How to fix Statsmodel warning: “Maximum no. of ite

2020-07-10 10:25发布

问题:

I am using Anaconda and I am trying logistic regression. After loading training data set and performed the regression. Then I got the following warning message.

train_cols = data.columns[1:]
logit = sm.Logit(data['harmful'], data[train_cols])
result = logit.fit() 
Warning: Maximum number of iterations has been exceeded.
     Current function value: 0.000004
     Iterations: 35
C:\Users\dell\Anaconda\lib\site-packages\statsmodels\base\model.py:466: ConvergenceWarning: Maximum Likelihood optimization failed to converge. Check mle_retvals"Check mle_retvals", ConvergenceWarning)

Why do I get this warning and how can I fix this? Thanks!

回答1:

There are two possibilities

1) difficult optimization problem: Usually Logit converges very fast and the default number of iteration is set very low. Adding a larger maxiter keyword in the call to fit or refitting with the previous result as start_params helps in most cases.

2) Since this is Logit, it is possible that there is complete separation, or quasi-complete separation.
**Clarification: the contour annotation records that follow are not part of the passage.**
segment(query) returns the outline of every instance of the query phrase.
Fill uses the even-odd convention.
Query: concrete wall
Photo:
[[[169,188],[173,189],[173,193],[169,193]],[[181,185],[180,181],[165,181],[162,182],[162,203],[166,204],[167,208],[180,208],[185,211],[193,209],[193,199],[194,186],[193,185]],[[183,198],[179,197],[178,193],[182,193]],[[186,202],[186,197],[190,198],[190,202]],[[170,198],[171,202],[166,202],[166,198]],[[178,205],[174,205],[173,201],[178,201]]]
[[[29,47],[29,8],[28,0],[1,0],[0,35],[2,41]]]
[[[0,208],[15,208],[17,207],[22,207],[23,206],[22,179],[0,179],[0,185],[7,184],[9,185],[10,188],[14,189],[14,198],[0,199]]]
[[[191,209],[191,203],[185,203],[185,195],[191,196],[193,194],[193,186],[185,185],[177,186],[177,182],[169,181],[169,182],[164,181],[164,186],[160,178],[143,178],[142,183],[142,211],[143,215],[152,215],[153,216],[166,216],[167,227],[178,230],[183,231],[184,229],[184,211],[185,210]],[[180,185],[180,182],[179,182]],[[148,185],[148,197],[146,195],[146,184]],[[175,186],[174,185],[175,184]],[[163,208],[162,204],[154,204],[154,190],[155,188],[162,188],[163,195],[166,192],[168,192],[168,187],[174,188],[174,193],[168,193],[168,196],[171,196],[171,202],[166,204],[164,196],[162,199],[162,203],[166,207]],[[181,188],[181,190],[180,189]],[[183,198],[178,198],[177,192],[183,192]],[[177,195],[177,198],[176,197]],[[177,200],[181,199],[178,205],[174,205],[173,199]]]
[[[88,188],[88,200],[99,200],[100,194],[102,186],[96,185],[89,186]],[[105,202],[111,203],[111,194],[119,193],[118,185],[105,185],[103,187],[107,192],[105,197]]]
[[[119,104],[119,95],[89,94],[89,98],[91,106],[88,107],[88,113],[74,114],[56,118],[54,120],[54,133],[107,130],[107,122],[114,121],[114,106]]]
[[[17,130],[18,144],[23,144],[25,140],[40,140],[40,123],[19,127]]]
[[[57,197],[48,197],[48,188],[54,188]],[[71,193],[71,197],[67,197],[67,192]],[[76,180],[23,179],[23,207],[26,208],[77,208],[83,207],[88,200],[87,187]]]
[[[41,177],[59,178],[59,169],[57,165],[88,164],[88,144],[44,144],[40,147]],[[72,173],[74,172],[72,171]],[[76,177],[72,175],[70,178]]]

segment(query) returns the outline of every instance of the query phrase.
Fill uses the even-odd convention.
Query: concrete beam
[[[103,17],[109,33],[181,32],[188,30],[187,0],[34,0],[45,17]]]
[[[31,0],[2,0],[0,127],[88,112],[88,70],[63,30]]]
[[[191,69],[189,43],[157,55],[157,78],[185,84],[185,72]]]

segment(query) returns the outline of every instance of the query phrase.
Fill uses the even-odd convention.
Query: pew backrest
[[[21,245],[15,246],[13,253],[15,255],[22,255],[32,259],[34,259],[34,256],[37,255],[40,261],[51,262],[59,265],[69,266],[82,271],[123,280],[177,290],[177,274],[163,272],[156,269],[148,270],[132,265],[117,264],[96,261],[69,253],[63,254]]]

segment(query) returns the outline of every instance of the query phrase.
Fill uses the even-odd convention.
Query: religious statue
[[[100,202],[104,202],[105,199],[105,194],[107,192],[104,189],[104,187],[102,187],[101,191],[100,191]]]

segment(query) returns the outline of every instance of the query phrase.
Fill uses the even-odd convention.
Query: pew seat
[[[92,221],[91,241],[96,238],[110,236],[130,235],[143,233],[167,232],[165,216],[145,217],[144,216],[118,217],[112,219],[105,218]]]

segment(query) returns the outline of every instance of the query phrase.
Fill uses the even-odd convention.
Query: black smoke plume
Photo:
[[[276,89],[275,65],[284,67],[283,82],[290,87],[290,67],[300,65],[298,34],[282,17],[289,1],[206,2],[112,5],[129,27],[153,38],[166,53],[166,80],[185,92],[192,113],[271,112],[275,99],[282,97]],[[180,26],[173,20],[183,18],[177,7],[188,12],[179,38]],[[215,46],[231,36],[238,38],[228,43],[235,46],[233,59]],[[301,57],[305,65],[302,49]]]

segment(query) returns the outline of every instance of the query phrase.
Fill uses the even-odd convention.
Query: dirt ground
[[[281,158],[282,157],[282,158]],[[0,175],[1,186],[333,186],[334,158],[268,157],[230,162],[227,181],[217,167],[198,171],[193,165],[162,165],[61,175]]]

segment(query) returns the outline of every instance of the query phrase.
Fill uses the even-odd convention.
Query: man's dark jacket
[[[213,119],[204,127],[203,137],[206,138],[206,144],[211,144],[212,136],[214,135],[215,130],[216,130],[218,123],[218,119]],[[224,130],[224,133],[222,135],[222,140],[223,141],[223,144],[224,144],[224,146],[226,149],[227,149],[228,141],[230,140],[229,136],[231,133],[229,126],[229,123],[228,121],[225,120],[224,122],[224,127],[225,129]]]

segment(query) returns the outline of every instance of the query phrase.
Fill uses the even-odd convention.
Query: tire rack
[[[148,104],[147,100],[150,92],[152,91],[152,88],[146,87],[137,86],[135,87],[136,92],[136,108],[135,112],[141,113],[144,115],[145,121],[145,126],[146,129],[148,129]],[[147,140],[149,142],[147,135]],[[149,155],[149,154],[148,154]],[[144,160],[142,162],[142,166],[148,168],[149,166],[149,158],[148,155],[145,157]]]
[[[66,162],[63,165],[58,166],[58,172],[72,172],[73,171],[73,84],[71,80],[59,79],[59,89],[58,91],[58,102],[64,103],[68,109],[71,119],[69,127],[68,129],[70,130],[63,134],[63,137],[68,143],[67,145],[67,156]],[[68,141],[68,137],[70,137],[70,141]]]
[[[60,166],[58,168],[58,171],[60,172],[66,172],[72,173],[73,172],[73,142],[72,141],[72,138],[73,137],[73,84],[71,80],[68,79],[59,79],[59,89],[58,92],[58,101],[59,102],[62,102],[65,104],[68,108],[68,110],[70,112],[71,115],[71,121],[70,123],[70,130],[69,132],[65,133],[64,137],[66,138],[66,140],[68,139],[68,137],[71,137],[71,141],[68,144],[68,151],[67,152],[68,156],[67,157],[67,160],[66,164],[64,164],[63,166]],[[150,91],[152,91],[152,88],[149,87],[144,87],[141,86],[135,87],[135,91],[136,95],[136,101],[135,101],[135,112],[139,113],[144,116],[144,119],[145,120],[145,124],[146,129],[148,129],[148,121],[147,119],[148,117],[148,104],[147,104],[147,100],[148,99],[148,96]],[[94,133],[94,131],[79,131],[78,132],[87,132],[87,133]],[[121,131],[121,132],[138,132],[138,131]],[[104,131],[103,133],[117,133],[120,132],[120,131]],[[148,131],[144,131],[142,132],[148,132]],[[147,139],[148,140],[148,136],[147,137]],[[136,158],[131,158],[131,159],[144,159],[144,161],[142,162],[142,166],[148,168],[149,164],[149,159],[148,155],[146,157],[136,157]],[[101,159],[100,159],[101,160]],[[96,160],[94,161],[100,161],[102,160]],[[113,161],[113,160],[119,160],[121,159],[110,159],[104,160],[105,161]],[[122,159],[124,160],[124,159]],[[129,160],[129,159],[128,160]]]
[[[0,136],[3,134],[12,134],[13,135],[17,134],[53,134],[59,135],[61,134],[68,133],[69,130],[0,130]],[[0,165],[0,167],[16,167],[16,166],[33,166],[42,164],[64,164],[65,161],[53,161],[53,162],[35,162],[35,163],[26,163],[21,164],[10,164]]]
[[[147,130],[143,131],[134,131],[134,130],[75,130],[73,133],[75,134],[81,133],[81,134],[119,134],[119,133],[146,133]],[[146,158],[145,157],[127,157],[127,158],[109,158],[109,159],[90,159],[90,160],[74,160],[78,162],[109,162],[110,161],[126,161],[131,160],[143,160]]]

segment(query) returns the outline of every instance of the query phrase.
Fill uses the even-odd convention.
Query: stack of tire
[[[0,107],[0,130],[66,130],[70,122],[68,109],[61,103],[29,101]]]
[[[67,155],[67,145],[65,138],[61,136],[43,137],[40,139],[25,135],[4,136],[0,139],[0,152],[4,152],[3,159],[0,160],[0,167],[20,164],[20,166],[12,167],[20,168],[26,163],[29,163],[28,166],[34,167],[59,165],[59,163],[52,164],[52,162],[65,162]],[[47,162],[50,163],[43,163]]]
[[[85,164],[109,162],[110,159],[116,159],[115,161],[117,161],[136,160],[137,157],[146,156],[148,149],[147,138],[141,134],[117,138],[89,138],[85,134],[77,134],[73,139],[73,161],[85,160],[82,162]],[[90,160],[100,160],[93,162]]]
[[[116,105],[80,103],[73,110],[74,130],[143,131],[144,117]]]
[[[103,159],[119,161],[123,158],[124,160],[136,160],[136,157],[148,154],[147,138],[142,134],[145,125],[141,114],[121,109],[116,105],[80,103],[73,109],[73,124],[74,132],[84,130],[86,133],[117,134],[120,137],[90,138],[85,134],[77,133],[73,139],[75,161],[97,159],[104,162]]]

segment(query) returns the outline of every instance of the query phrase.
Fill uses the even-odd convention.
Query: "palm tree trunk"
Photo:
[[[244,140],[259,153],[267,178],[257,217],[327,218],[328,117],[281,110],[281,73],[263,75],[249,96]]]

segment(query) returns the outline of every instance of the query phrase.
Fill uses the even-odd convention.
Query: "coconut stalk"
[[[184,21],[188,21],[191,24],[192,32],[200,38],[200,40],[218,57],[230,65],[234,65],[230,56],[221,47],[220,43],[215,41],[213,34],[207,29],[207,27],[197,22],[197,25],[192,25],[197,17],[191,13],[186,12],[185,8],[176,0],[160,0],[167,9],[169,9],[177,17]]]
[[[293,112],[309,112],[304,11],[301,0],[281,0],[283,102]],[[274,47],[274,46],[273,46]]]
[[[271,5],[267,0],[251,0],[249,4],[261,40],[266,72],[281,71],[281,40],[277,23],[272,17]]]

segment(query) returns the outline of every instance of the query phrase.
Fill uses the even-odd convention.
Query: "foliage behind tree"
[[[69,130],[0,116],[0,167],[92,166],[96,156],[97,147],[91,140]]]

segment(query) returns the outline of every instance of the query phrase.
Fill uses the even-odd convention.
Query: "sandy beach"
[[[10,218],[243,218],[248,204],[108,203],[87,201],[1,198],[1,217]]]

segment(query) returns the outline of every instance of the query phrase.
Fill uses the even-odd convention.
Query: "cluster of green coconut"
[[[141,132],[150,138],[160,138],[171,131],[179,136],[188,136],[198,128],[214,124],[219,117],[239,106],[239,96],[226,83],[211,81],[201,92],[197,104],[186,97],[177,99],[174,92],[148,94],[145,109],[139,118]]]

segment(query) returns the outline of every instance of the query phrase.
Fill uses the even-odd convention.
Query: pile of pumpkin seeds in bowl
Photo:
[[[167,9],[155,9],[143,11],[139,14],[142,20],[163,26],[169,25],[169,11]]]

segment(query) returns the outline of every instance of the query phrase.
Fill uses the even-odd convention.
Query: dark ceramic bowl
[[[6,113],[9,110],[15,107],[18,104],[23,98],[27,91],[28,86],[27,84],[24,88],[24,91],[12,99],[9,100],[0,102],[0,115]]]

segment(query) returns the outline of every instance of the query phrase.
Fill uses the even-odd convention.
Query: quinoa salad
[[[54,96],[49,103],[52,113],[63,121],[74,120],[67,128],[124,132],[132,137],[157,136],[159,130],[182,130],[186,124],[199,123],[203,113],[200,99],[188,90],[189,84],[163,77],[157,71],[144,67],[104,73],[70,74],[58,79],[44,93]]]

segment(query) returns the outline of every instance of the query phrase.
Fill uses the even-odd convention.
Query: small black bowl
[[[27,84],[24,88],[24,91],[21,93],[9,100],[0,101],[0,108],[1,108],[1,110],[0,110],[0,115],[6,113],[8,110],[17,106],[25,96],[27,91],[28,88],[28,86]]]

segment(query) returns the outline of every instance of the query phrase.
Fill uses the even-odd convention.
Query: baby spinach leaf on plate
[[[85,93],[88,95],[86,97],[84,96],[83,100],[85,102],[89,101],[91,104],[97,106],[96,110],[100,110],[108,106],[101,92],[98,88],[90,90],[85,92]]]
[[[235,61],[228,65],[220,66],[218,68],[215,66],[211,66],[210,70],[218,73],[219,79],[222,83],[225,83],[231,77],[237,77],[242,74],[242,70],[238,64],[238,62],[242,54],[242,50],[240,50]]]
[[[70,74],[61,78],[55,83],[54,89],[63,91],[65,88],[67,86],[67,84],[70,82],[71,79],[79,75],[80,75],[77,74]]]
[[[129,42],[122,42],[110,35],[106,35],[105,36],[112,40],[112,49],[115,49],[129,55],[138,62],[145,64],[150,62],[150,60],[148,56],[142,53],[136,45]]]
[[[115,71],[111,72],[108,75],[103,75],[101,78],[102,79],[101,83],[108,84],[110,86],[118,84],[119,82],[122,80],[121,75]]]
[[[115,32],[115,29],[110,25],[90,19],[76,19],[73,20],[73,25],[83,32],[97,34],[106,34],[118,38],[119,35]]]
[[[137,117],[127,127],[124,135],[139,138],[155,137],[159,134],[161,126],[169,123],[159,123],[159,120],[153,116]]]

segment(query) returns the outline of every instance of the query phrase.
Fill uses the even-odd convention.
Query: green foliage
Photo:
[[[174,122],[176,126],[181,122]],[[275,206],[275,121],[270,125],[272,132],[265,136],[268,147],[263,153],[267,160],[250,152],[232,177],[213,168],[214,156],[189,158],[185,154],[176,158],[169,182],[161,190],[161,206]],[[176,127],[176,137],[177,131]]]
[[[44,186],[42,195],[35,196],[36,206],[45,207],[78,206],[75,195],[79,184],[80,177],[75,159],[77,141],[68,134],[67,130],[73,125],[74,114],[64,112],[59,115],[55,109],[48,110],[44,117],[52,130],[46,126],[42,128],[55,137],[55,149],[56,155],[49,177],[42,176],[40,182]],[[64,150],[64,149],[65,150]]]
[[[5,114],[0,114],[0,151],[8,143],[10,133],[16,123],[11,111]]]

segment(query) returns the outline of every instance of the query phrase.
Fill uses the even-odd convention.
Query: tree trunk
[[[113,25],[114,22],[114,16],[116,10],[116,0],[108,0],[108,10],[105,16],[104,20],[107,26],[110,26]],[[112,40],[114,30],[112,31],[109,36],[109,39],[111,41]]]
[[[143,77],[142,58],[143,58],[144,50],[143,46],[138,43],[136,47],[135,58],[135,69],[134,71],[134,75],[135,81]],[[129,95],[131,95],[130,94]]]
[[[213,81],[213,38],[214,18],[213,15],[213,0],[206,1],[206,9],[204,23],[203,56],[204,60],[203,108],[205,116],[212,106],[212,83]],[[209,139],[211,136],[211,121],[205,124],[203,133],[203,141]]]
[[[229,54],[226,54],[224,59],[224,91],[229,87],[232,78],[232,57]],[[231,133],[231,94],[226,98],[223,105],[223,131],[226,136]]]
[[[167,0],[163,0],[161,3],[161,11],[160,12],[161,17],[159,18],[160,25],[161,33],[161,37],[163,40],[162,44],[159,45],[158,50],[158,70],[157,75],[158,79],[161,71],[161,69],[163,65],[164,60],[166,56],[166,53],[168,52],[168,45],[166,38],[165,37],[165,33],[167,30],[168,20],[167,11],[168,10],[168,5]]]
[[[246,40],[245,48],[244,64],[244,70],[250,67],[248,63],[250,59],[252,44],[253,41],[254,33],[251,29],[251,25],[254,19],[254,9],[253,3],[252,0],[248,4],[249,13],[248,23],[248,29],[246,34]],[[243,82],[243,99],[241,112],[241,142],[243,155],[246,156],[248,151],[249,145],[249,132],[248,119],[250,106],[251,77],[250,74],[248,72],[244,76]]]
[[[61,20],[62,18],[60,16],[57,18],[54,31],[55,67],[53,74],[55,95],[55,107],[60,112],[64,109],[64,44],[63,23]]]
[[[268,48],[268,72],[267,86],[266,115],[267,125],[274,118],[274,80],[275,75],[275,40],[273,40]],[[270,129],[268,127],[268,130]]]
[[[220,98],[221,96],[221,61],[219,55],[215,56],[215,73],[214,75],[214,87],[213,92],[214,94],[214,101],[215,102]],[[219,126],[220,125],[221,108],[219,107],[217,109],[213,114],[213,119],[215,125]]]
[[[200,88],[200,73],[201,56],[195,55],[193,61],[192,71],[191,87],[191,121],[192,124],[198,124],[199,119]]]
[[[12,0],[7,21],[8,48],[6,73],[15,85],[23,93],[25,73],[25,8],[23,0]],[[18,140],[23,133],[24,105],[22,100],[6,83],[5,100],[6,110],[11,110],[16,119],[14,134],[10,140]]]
In this case some parameters might go off to infinity and the optimization stops at some convergence or stopping criterion. Logit detect the simple case of full separation and raises an exception, but there could be partial separation that is not detected. With perfect separation you get perfect predictability for some or all cases, which is useful for prediction but causes problems in estimating and identifying the parameters. More information is for example here https://stats.stackexchange.com/questions/11109/how-to-deal-with-perfect-separation-in-logistic-regression There are also several FAQ issues on the statsmodels github issues for corner cases and problems like this.



回答2:

Check for the levels of all variables. It might be possible that one amongst them would have almost 99% of one category. Hence making it difficult to converge. I resolved it by removing that variable from my dataset.